INOVASI uses a ‘triple-A’ analysis to assess the space for change before co-designing and iteratively implementing politically-smart approaches to improve learning outcomes. Triple-A, drawn from PDIA resources, suggests that change requires authorisation, acceptance and ability. Where all three intersect, change is possible.

INOVASI works at both national and local levels. The following two examples illustrate how local pilots informed national policy and how national policy was piloted in local contexts.

Reading books for children

INOVASI collaborated with local governments and NGOs to explore the problem of poor literacy and to co-design and pilot solutions. This led to a reform of Indonesia’s policy and approach to provision of children’s reading books in schools and communities across the country.

In remote North Kalimantan, the team worked with government to test children’s reading abilities and found that only half of the children were independent readers by grade 4. INOVASI leveraged this literacy data to get buy-in from local government and to co-design and pilot a solution with stakeholders.
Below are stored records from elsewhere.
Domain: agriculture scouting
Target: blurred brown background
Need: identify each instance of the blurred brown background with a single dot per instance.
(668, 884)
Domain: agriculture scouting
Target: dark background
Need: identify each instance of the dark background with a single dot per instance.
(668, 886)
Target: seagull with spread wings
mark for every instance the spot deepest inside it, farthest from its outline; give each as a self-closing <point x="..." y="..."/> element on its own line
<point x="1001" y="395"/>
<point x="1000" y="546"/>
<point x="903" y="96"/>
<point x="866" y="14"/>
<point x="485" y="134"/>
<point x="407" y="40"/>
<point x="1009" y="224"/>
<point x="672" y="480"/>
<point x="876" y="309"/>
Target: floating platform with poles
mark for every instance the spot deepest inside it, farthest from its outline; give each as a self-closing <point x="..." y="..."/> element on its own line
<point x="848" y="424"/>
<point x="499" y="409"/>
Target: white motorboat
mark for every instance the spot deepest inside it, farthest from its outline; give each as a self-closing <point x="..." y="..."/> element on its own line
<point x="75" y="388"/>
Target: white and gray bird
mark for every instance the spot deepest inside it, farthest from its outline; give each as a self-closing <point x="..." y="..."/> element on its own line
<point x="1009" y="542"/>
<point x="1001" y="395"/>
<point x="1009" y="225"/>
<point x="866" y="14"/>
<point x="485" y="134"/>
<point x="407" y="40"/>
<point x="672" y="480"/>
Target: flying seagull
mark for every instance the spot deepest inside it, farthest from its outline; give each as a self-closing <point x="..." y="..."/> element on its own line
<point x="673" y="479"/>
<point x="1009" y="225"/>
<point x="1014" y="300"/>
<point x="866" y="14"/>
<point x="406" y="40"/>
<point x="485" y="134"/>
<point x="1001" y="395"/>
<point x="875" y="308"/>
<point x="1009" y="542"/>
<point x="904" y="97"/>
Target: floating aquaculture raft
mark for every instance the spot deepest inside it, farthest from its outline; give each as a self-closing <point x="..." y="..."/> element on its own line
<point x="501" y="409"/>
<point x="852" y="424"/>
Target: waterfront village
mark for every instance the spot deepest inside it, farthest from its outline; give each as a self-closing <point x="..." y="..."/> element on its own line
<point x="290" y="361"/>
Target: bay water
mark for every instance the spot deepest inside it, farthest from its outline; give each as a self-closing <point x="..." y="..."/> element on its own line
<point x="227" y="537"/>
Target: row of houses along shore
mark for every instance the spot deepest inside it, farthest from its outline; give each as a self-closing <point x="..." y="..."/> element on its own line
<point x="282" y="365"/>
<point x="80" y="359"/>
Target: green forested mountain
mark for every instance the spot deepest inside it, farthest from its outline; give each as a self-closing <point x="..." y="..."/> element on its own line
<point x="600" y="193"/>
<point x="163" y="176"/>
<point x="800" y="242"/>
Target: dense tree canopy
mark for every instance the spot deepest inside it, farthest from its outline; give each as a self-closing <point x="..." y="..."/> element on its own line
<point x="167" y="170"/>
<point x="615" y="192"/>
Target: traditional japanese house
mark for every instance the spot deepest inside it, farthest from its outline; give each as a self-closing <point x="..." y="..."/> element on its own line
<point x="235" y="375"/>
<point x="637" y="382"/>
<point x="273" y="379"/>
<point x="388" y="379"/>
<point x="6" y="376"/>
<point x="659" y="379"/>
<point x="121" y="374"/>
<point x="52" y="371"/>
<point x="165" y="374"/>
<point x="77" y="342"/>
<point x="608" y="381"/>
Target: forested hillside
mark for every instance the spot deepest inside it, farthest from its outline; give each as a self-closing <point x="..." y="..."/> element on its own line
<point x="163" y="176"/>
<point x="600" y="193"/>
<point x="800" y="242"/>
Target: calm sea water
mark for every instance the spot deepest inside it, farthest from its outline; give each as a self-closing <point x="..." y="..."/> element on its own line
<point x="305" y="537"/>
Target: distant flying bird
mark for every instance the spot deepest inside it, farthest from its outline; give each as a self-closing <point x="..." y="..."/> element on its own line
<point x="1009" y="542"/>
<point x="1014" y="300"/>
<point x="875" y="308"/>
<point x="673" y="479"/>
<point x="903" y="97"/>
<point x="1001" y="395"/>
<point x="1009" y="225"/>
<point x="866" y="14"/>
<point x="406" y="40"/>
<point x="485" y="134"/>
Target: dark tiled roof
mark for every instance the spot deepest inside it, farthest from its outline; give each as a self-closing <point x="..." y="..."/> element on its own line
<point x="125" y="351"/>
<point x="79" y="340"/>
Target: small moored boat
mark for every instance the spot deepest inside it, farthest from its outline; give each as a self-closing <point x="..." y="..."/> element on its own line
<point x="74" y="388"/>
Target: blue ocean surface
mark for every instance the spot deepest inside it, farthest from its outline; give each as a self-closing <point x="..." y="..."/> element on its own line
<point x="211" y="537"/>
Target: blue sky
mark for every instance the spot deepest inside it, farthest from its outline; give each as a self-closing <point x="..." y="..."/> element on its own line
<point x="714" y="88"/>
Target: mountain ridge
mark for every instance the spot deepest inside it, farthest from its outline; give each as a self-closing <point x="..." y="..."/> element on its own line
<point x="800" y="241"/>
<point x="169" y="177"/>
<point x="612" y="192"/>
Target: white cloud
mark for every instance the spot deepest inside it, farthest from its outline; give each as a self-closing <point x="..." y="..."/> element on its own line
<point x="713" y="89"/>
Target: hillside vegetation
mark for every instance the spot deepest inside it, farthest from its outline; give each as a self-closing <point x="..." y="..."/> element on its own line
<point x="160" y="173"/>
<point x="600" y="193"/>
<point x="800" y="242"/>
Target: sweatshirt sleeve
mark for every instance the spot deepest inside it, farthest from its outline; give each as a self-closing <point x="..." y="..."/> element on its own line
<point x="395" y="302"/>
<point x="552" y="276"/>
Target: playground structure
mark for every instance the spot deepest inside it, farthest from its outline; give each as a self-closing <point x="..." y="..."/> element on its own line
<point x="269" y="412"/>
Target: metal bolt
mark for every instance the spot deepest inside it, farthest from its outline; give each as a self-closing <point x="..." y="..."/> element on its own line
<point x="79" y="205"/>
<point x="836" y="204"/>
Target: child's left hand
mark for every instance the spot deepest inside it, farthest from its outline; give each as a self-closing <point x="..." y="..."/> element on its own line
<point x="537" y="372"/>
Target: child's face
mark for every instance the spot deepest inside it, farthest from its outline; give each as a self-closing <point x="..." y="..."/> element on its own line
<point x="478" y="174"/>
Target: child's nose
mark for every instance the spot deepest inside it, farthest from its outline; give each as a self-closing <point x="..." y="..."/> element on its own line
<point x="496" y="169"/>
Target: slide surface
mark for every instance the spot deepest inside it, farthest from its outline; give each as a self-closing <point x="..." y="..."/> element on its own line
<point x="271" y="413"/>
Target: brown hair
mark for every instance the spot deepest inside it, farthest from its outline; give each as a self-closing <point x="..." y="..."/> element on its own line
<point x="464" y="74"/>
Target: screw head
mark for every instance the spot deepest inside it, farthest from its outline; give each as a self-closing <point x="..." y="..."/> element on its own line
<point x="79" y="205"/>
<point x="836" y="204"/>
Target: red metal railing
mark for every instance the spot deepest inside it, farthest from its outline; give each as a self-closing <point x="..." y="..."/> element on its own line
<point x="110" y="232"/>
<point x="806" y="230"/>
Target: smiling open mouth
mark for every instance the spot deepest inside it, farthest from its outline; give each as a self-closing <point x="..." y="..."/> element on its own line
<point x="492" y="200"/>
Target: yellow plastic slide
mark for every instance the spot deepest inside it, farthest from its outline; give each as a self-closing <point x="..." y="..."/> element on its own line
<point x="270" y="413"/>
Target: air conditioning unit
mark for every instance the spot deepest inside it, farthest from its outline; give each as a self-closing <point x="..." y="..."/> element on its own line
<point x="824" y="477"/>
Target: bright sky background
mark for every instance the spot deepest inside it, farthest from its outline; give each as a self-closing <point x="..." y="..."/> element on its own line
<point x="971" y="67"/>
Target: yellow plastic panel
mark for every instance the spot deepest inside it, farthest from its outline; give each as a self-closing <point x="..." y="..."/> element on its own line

The authority of local officials was needed to prioritise books and to change teaching practices. We harnessed the shock value of the literacy data to ‘make the problem matter’ to district leaders.

Problem exploration revealed that children lacked access to age appropriate and engaging books to read. This led to the establishment of school libraries and community reading centres. Introducing books and training teachers on differentiated reading instruction produced dramatic improvements in literacy levels. The success of the programme ultimately led to substantial changes in local and national policy on funding, approvals, and procurement mechanisms for children’s books.

Learning loss and a new curriculum

INOVASI and the Australian Council for Educational Research (ACER), worked with the Indonesian government to conduct a major study into COVID-19-related learning loss.

The pandemic hit Indonesia in March 2020. Indonesian schools were closed for nearly two years. In 2021, we tested 18,370 children in 612 schools in 20 districts across Indonesia. The study found that expectations in the previous national curriculum were far too high. Children were unable to keep up with the curriculum, and this problem was compounded by school closures.

In a sub-sample of 4,103 children in 69 schools, INOVASI measured learning outcomes from before the pandemic, one year into the pandemic and two years on. The study found that when teachers used a simplified curriculum, focused on the foundational skills of literacy and numeracy, and used diagnostic assessments and differentiated learning approaches, the rate of learning recovery doubled.

Findings from the study informed the government’s approach to learning recovery, and the Minister for Education used the evidence to gain support for the new ‘Emancipated Curriculum’.

Right place. Right time. Right approach.

INOVASI has significantly contributed to Indonesia’s comprehensive Merdeka Belajar (Emancipated Learning) reforms by using the adaptive PDIA approach to find out what works, improve learning outcomes, and build trusted relationships with local government and non-government partners.

Ahead of the national elections in 2024, the focus is now on supporting the government to ensure the sustainability of its comprehensive reforms – expanding the change space at a national level, building acceptance of the reforms by demonstrating proof of concept and building ability to implement the reforms.